El Boujnouni Hamoucha, Rahouti Mohamed, El Boujnouni Mohamed
Research Center of Plant and Microbial Biotechnologies, Biodiversity, and Environment, Faculty of Sciences, Mohammed V University in Rabat, PO Box 1014, Morocco.
Laboratory of Information Technologies, National School of Applied Sciences, Chouaib Doukkali University in El Jadida, PO Box 1166, Morocco.
Inform Med Unlocked. 2021;24:100577. doi: 10.1016/j.imu.2021.100577. Epub 2021 Apr 20.
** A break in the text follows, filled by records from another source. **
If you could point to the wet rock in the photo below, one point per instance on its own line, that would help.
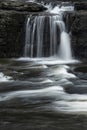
(80, 6)
(76, 23)
(11, 33)
(12, 26)
(21, 6)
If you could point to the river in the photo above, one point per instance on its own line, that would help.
(46, 94)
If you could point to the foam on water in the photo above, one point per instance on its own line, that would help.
(4, 78)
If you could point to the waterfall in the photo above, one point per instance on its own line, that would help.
(46, 35)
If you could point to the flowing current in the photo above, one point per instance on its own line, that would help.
(46, 89)
(46, 35)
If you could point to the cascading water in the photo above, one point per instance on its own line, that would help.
(46, 35)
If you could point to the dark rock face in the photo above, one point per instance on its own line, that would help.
(11, 34)
(12, 27)
(76, 23)
(81, 6)
(79, 35)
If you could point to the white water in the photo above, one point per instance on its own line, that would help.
(44, 32)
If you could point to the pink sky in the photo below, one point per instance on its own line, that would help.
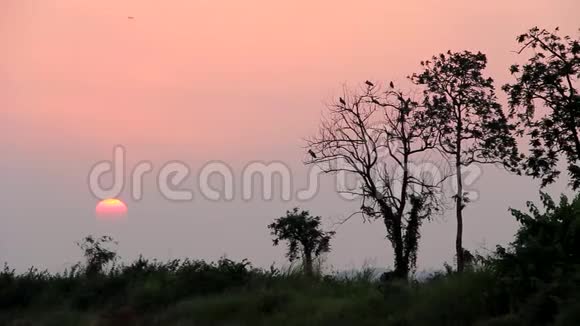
(199, 80)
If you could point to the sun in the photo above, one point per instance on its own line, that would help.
(111, 209)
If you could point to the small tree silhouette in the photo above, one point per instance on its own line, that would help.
(96, 253)
(304, 236)
(544, 99)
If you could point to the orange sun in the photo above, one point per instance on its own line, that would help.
(111, 208)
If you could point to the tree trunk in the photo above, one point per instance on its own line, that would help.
(459, 213)
(308, 269)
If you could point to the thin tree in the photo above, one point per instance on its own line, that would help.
(97, 253)
(471, 125)
(374, 135)
(304, 235)
(545, 101)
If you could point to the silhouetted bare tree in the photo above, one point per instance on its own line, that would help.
(472, 128)
(549, 79)
(376, 136)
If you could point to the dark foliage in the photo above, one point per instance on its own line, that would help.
(304, 235)
(470, 125)
(545, 101)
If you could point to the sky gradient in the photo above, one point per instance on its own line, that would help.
(236, 81)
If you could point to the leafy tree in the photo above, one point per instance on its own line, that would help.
(545, 101)
(540, 270)
(471, 126)
(376, 136)
(304, 236)
(96, 253)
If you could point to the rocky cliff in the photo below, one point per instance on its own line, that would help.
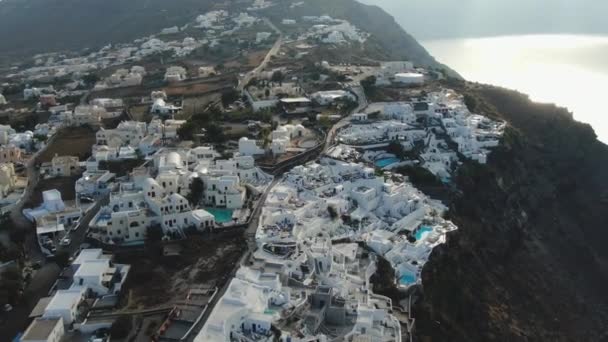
(529, 259)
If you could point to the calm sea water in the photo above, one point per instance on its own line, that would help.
(569, 70)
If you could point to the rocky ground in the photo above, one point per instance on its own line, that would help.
(527, 263)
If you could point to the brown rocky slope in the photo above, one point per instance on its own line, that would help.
(529, 261)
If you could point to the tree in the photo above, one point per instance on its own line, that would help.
(333, 213)
(121, 327)
(154, 233)
(10, 285)
(62, 258)
(229, 96)
(90, 79)
(277, 76)
(369, 84)
(395, 147)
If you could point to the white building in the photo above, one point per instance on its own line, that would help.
(64, 166)
(161, 107)
(96, 272)
(325, 98)
(248, 147)
(175, 74)
(65, 304)
(409, 78)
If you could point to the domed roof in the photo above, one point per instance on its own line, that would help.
(174, 159)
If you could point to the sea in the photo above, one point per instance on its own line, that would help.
(568, 70)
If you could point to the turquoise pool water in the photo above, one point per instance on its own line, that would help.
(422, 231)
(386, 162)
(221, 215)
(407, 279)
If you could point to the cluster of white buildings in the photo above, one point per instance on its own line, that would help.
(440, 126)
(175, 74)
(332, 31)
(309, 286)
(157, 192)
(53, 218)
(123, 78)
(133, 138)
(93, 275)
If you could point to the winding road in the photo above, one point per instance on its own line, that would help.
(272, 52)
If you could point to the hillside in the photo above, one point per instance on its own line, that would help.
(390, 40)
(528, 261)
(33, 26)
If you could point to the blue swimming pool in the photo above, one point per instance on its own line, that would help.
(422, 231)
(221, 215)
(381, 163)
(407, 279)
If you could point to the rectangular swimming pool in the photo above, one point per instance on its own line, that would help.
(381, 163)
(407, 279)
(221, 215)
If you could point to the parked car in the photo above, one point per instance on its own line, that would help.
(86, 199)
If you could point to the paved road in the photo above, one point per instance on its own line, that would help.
(253, 225)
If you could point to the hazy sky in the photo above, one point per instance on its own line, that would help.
(436, 19)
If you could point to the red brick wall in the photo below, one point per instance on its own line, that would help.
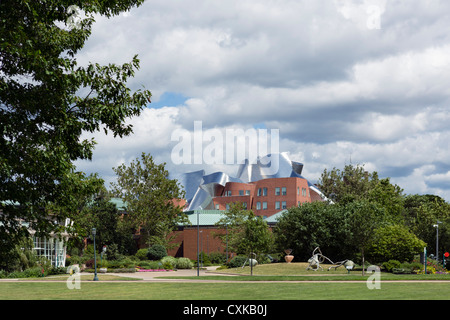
(187, 239)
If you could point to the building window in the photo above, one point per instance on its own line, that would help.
(53, 249)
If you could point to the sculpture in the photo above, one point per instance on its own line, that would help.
(318, 258)
(288, 256)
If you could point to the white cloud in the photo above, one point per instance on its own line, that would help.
(337, 87)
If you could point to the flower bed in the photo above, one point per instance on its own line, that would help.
(151, 270)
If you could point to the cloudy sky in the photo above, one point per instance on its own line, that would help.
(344, 81)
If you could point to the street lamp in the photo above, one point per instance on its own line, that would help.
(437, 238)
(94, 231)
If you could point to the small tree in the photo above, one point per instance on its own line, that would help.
(394, 242)
(365, 218)
(150, 197)
(257, 237)
(233, 223)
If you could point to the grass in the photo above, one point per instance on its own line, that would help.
(242, 289)
(223, 291)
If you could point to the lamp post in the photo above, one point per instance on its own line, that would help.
(198, 235)
(94, 231)
(437, 238)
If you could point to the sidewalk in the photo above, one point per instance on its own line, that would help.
(149, 276)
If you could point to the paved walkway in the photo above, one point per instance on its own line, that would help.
(156, 276)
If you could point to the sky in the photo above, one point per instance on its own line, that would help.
(343, 82)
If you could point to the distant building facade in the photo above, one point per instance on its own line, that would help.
(264, 193)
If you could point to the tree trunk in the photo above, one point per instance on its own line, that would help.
(362, 254)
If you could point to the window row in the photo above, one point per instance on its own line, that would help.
(241, 193)
(278, 205)
(279, 191)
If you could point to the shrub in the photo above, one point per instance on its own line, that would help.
(237, 261)
(142, 254)
(184, 263)
(392, 264)
(217, 258)
(394, 242)
(156, 252)
(169, 262)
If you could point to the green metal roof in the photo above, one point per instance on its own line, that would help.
(274, 218)
(205, 217)
(120, 204)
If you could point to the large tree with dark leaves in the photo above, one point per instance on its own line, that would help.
(47, 101)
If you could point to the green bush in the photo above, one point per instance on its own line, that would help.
(184, 263)
(217, 258)
(392, 264)
(157, 252)
(169, 262)
(142, 254)
(237, 261)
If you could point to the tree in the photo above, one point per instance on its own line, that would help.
(47, 101)
(394, 242)
(151, 199)
(421, 212)
(317, 224)
(257, 237)
(233, 222)
(365, 218)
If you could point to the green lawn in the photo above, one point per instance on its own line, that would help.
(223, 291)
(241, 289)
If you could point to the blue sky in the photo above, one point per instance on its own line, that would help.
(342, 80)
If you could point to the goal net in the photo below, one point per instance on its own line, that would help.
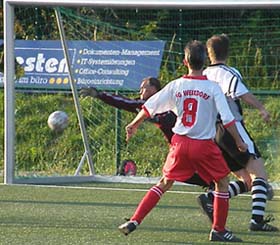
(112, 49)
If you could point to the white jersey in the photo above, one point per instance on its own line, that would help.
(231, 82)
(196, 101)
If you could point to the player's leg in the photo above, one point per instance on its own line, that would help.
(176, 159)
(211, 166)
(259, 196)
(148, 202)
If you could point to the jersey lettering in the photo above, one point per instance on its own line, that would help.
(190, 110)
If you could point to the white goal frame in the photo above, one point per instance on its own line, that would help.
(9, 90)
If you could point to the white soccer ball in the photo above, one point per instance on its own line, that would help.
(58, 121)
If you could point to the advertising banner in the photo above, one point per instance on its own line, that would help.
(106, 65)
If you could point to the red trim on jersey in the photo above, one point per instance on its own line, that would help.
(229, 124)
(146, 111)
(196, 77)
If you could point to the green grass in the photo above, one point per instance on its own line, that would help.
(90, 214)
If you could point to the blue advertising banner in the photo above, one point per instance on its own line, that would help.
(107, 65)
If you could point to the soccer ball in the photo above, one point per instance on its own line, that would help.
(58, 121)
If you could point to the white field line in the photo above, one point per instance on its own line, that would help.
(115, 189)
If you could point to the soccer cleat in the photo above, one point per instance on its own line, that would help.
(223, 236)
(206, 206)
(263, 226)
(128, 227)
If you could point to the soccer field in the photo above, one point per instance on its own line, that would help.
(90, 214)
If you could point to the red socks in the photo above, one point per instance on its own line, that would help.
(148, 202)
(220, 213)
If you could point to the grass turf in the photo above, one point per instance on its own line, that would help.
(91, 214)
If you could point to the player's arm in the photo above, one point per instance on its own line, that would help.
(120, 102)
(250, 99)
(131, 128)
(231, 128)
(228, 119)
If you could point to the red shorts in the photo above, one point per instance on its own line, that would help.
(188, 156)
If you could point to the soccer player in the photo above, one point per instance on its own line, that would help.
(248, 165)
(165, 121)
(197, 102)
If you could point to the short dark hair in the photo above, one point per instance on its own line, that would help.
(195, 54)
(153, 82)
(218, 47)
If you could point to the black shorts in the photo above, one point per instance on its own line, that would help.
(235, 159)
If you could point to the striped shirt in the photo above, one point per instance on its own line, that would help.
(231, 83)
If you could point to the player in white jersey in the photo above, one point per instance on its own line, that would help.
(196, 101)
(248, 165)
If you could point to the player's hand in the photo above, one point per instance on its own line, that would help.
(265, 115)
(130, 131)
(92, 92)
(242, 146)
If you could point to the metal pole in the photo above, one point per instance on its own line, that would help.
(118, 138)
(74, 91)
(9, 90)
COVID-19 is an infectious disease caused by the newly discovered SARS-CoV-2 virus. This virus causes a respiratory tract infection, symptoms include dry cough, fever, tiredness and in more severe cases, breathing difficulty. SARS-CoV-2 is an extremely contagious virus that is spreading rapidly all over the world and the scientific community is working tirelessly to find an effective treatment. This paper aims to determine the origin of this virus by comparing its nucleic acid sequence with all members of the coronaviridae family. This study uses a new approach based on the combination of three powerful techniques which are: Ngrams (For text categorization), Principal Component Analysis (For dimensionality reduction) and Random Forest algorithm (For supervised classification). The experimental results have shown that a large set of SARS-CoV-2 genomes, collected from different locations around the world, present significant similarities to those found in pangolins. This finding confirms some previous results obtained by other methods, which also suggest that pangolins should be considered as possible hosts in the emergence of the new coronavirus.
新冠病毒病是一种由新发现的严重急性呼吸综合征冠状病毒2(SARS-CoV-2)引起的传染病。这种病毒会引发呼吸道感染,症状包括干咳、发烧、疲倦,在更严重的情况下会出现呼吸困难。SARS-CoV-2是一种极具传染性的病毒,正在全球迅速传播,科学界正在不懈努力寻找有效的治疗方法。本文旨在通过将该病毒的核酸序列与冠状病毒科的所有成员进行比较来确定其起源。本研究采用了一种基于三种强大技术相结合的新方法,这三种技术分别是:N元语法(用于文本分类)、主成分分析(用于降维)和随机森林算法(用于监督分类)。实验结果表明,从世界各地不同地点收集的大量SARS-CoV-2基因组与穿山甲体内发现的基因组存在显著相似性。这一发现证实了其他方法先前获得的一些结果,这些结果也表明穿山甲应被视为新冠病毒出现的可能宿主。